One of the more fundamental things actually pushing towards faster releases is what I call the relativistic deployment speed. We have products that will need at least 2 months to get a remotely deployable version ready. The average fast hotfix usually takes more like 4 months until an installation on a prod system actually can start. Our fastest products can go from code to prod in like 15 minutes with the automated tests being the bottleneck.

This in turn shapes choices for the product managers, but also for security. If something like Log4shell hit these slow products, I'd have to plan to be vulnerable for two months at least, and usually more like 4 - 8 months depending on the customers. I have no choice, because that's their light speed of deployment. No code goes to prod faster than two months latency. That, quite frankly, fucking sucks.

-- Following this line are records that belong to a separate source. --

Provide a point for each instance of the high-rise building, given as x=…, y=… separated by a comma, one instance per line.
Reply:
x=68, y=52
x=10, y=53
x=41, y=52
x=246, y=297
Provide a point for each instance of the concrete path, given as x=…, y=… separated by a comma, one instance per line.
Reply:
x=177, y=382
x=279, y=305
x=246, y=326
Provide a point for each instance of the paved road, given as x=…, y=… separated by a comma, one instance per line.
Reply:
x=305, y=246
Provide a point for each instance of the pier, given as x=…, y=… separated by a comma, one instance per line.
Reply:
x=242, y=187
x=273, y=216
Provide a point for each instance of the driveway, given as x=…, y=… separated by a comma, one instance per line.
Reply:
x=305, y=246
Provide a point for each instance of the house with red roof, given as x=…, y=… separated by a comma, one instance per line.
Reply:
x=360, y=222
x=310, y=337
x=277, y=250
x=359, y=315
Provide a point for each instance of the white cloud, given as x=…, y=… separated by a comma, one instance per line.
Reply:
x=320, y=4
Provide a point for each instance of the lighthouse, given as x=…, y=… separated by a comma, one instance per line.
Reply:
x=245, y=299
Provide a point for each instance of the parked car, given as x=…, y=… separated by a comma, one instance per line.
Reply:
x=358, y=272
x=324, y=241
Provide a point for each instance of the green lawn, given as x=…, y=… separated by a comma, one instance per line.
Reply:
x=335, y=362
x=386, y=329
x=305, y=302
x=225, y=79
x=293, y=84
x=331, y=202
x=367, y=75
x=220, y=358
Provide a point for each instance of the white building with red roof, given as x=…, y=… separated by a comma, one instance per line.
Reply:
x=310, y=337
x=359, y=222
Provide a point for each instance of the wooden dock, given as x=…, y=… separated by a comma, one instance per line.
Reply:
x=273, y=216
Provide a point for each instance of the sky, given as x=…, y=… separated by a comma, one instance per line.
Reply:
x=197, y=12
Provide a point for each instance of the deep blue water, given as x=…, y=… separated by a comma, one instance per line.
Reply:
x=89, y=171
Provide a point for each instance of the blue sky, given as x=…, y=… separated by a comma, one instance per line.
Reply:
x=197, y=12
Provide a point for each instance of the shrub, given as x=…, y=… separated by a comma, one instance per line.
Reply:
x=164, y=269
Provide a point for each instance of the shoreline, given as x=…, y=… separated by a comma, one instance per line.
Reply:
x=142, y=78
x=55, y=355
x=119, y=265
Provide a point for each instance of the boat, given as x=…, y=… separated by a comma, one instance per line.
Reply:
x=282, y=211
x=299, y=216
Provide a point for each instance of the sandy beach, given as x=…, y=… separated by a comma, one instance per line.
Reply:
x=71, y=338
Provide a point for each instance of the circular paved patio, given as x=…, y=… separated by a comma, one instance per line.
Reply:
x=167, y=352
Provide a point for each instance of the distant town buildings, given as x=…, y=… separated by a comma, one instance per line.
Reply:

Other products were much better in that situation. We were lucky to have the right devs around, but we went from the decision to emergency log4shell at an utmost risky speed to the first log4shell patches in prod of many within 30 minutes.

However, that's not the normal speed, and that's when you get into the second decision area. Given a lightspeed of deployment, how fast do you want to go?

Some of our possibly faster moving products are B2B products, with a lot of internal training for support and consulting going into a release, and also training at customers happening for larger customers. This means, product chooses to only release bigger changes and heavily customer-visible changes every 6 weeks. They could do this a lot faster, but they choose to slow down because it fits their customers well. And for example, december is usually frozen entirely because customers want to.

But then there is the third decision area. What happens if there is an entirely customer invisible change, such as an optimization in database handling, some internal metric generation for an optimization, or an internal change to prepare a new feature for the next scheduled rollout? And we have the tested, vetted and working option to just push that into prod without downtime, with also gives us opportunity to build experience with, and confidence into our no-downtime deployment system? I don't see a reason why I wouldn't exercise this daily at least once.

Read the State of DevOps reports over the years and you'll see why this is the direction we're all heading now. It turns out all that safety we thought we were building by making complex commit flows to multiple branches and environments was not only more complex than it needed to be but has also slowed us down and not made things better. Truly based development is back again and this time with data. Push early, push often, push small changes and iterate quickly. It's not just easier but it also seems to increase quality. (There are a lot of reasons why this turns out to be true. Read Accelerate. I won't do a better job explaining in a comment.)
That’s continuous delivery, right? You make great tests and you should feel comfortable releasing after review.
In my experience and to parent’s point, it’s not about your comfort it’s about documenting, notifying clients, updating support, etc. All the non-code parts of selling software. As you suggest if the code has been reviewed, tested and merged, it “should” be ready to go. Right?